The US has carried out an air-drop in order to supply rebel fighters with ammunition. The move comes as the United Nations continues to seek a political end to the fighting.

United States military officials announced on Monday they had carried out an air-drop over the weekend to supply rebel groups in Syria with small arms ammunition. The move, part of Washington's new approach to battle in the war-ravaged country, comes as members of the international community are pressing for more dialogue between the US and Russia, which is also waging war in Syria.

Military representatives said US cargo planes had dropped the ammo to opposition groups in northern Syria battling the "Islamic State" (IS) militia. Though the groups were not named, one official told the AFP news agency their leaders were "appropriately vetted by the United States" and confirmed to be fighting IS.

The air drop is part of Washington's new strategy aimed at defeating "Islamic State." Last week, the Pentagon

announced

it was scrapping a program meant to train "moderate" Syrian rebels to fight IS, and will instead air-drop equipment to already proven fighters on the ground.

On Sunday, Kurdish and Arab fighters, along with a Syrian militia,

announced an alliance

to fight IS on the ground. The Syrian Democratic Forces, as the alliance is called, is expected to receive US military assistance.

More dialogue

Washington's announcement came the same day the United Nation's special envoy to Syria said he hoped for a political end to the conflict.

UN peace envoy Staffan de Mistura told reporters on Monday he was going to Moscow to encourage more dialogue between the US and Russia.

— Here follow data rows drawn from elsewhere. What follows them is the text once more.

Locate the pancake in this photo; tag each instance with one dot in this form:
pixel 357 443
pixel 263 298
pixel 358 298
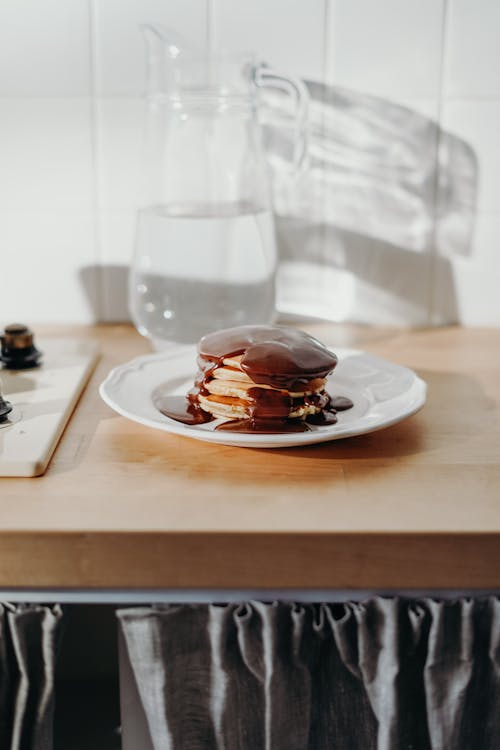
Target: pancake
pixel 262 374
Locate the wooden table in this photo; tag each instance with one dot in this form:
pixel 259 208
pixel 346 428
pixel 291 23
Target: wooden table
pixel 414 506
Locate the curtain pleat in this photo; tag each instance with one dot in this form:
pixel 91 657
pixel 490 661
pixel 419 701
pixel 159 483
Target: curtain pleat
pixel 29 636
pixel 382 674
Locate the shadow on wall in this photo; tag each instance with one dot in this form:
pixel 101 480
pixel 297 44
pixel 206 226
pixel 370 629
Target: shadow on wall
pixel 367 232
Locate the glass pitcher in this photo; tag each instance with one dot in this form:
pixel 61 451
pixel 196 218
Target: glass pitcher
pixel 205 254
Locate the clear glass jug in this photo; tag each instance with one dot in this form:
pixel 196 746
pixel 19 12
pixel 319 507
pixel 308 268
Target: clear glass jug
pixel 205 255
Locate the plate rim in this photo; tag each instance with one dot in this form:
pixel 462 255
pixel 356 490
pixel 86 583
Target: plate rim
pixel 278 440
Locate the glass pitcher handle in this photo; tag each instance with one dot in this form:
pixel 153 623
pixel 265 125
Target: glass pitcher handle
pixel 294 87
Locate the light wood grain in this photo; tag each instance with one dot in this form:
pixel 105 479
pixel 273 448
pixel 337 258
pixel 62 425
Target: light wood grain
pixel 414 505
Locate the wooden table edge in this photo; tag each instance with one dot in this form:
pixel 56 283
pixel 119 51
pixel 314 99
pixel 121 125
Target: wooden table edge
pixel 241 560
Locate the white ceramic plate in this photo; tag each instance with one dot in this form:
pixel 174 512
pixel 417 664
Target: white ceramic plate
pixel 383 393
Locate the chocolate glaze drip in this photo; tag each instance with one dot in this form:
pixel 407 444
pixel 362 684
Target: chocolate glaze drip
pixel 283 358
pixel 272 355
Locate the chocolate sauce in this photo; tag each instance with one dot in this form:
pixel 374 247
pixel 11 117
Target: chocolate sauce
pixel 341 403
pixel 272 355
pixel 283 358
pixel 182 409
pixel 266 427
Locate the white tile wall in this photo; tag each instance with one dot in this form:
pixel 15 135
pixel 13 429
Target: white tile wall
pixel 44 48
pixel 473 63
pixel 50 265
pixel 71 78
pixel 389 48
pixel 45 153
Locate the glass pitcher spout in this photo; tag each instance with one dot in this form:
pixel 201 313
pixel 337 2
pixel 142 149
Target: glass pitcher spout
pixel 206 254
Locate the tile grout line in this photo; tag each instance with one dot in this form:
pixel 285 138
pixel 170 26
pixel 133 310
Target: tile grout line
pixel 94 143
pixel 433 261
pixel 328 41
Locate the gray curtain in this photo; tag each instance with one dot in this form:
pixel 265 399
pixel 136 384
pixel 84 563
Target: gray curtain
pixel 384 674
pixel 29 635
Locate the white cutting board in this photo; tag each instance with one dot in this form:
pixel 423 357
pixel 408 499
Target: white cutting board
pixel 43 400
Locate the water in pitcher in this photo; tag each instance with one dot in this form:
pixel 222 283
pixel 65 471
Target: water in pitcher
pixel 198 268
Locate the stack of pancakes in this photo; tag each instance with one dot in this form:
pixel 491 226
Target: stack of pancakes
pixel 232 394
pixel 262 373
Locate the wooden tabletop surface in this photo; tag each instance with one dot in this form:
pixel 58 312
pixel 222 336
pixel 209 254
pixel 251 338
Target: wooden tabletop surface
pixel 416 505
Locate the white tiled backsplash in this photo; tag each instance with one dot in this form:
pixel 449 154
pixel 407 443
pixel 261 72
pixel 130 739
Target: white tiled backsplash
pixel 71 81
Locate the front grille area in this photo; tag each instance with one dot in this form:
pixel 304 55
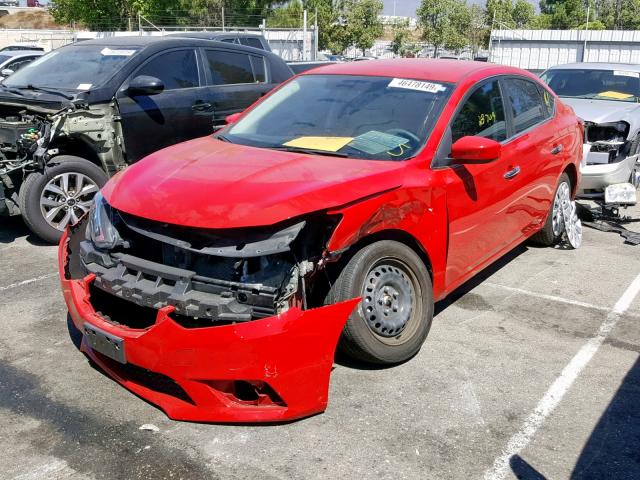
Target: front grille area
pixel 128 282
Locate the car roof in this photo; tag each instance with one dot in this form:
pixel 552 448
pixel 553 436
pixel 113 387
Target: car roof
pixel 213 35
pixel 440 70
pixel 146 40
pixel 630 67
pixel 21 53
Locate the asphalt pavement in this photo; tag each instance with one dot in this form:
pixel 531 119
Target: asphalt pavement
pixel 530 371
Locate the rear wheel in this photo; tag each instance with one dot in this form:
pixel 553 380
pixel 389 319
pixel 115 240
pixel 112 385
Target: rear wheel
pixel 52 200
pixel 553 228
pixel 392 321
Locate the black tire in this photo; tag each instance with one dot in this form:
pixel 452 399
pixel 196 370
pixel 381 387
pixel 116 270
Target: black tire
pixel 546 237
pixel 32 188
pixel 362 337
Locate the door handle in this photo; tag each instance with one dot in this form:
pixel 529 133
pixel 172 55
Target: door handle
pixel 512 173
pixel 201 107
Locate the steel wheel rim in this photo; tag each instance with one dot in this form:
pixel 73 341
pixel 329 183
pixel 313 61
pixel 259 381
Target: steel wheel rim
pixel 390 284
pixel 65 198
pixel 560 202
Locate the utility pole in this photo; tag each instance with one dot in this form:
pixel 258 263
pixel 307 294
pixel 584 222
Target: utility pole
pixel 304 35
pixel 315 36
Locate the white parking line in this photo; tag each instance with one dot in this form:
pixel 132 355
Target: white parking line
pixel 561 385
pixel 552 298
pixel 27 282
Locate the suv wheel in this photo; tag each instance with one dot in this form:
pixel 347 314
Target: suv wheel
pixel 392 321
pixel 57 198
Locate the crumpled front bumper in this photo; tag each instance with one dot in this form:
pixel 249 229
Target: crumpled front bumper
pixel 195 374
pixel 600 176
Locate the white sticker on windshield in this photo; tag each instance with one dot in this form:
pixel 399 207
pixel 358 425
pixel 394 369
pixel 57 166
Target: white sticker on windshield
pixel 419 85
pixel 623 73
pixel 117 53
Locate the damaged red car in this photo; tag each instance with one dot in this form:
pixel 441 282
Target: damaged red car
pixel 216 277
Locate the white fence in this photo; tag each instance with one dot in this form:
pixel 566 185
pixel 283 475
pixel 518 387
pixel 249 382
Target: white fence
pixel 290 44
pixel 540 49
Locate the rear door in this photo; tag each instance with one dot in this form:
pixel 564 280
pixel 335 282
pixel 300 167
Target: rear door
pixel 179 113
pixel 236 79
pixel 480 196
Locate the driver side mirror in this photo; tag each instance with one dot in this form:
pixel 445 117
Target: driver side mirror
pixel 475 150
pixel 145 85
pixel 233 118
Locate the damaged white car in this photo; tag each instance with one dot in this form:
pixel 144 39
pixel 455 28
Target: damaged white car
pixel 606 96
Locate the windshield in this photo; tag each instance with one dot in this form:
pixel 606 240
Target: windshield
pixel 376 118
pixel 76 67
pixel 616 85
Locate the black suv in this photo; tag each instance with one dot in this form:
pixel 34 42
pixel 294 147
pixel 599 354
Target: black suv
pixel 85 111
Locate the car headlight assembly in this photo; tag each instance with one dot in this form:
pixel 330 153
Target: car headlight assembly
pixel 100 230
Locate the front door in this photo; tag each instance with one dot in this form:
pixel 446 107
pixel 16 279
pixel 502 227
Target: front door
pixel 482 219
pixel 179 113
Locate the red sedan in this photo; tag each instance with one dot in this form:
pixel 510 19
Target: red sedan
pixel 215 277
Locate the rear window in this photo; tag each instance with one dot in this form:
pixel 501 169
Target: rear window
pixel 229 67
pixel 252 42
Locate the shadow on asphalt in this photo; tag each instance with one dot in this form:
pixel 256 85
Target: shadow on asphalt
pixel 613 448
pixel 12 228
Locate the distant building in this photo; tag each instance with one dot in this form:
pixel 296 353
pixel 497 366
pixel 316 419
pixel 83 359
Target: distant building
pixel 391 20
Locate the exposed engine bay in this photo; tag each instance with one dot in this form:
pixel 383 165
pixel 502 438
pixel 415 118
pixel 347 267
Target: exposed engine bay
pixel 209 277
pixel 30 136
pixel 608 142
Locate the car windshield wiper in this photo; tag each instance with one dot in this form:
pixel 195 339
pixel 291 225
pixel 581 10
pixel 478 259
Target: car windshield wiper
pixel 46 90
pixel 12 90
pixel 310 151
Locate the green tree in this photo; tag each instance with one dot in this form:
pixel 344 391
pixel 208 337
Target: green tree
pixel 444 23
pixel 363 27
pixel 522 13
pixel 401 35
pixel 500 13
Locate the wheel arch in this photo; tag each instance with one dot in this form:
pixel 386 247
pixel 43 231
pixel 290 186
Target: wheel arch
pixel 572 173
pixel 397 235
pixel 77 148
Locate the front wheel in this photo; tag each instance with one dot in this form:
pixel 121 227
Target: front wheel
pixel 52 200
pixel 553 228
pixel 392 321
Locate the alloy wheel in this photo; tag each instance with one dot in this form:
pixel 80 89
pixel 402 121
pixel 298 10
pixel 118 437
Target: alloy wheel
pixel 65 198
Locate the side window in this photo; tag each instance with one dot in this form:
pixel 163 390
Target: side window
pixel 252 42
pixel 18 64
pixel 177 69
pixel 527 103
pixel 258 68
pixel 481 115
pixel 229 67
pixel 549 102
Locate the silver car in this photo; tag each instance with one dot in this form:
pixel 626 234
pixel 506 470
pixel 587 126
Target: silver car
pixel 606 97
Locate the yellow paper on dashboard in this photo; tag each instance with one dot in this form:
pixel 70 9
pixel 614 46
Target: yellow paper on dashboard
pixel 327 144
pixel 616 95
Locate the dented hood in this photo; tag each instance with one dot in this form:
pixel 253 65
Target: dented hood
pixel 212 184
pixel 603 111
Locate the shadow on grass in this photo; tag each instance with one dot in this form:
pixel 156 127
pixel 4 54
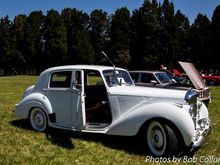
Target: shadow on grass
pixel 64 138
pixel 22 123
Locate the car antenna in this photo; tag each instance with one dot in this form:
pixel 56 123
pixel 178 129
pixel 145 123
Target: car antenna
pixel 108 59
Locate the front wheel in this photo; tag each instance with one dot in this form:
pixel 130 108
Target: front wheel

The two countries have been at odds over Syria, with Russian President Vladimir Putin offering military support to the embattled president Bashar al Assad, whom US President Barack Obama wants to see removed.

Though Russia, which began

its military intervention in Syria

two weeks ago, says it is targeting IS, officials in Washington

claim

Moscow is actually attacking rebel groups opposed to Assad.

As both the US and Russia ramp up fighting in Syria, de Mistrua said it was all the more necessary to encourage dialogue between the Assad regime and the US-backed oppositional groups seeking to topple him, according to Reuters news agency.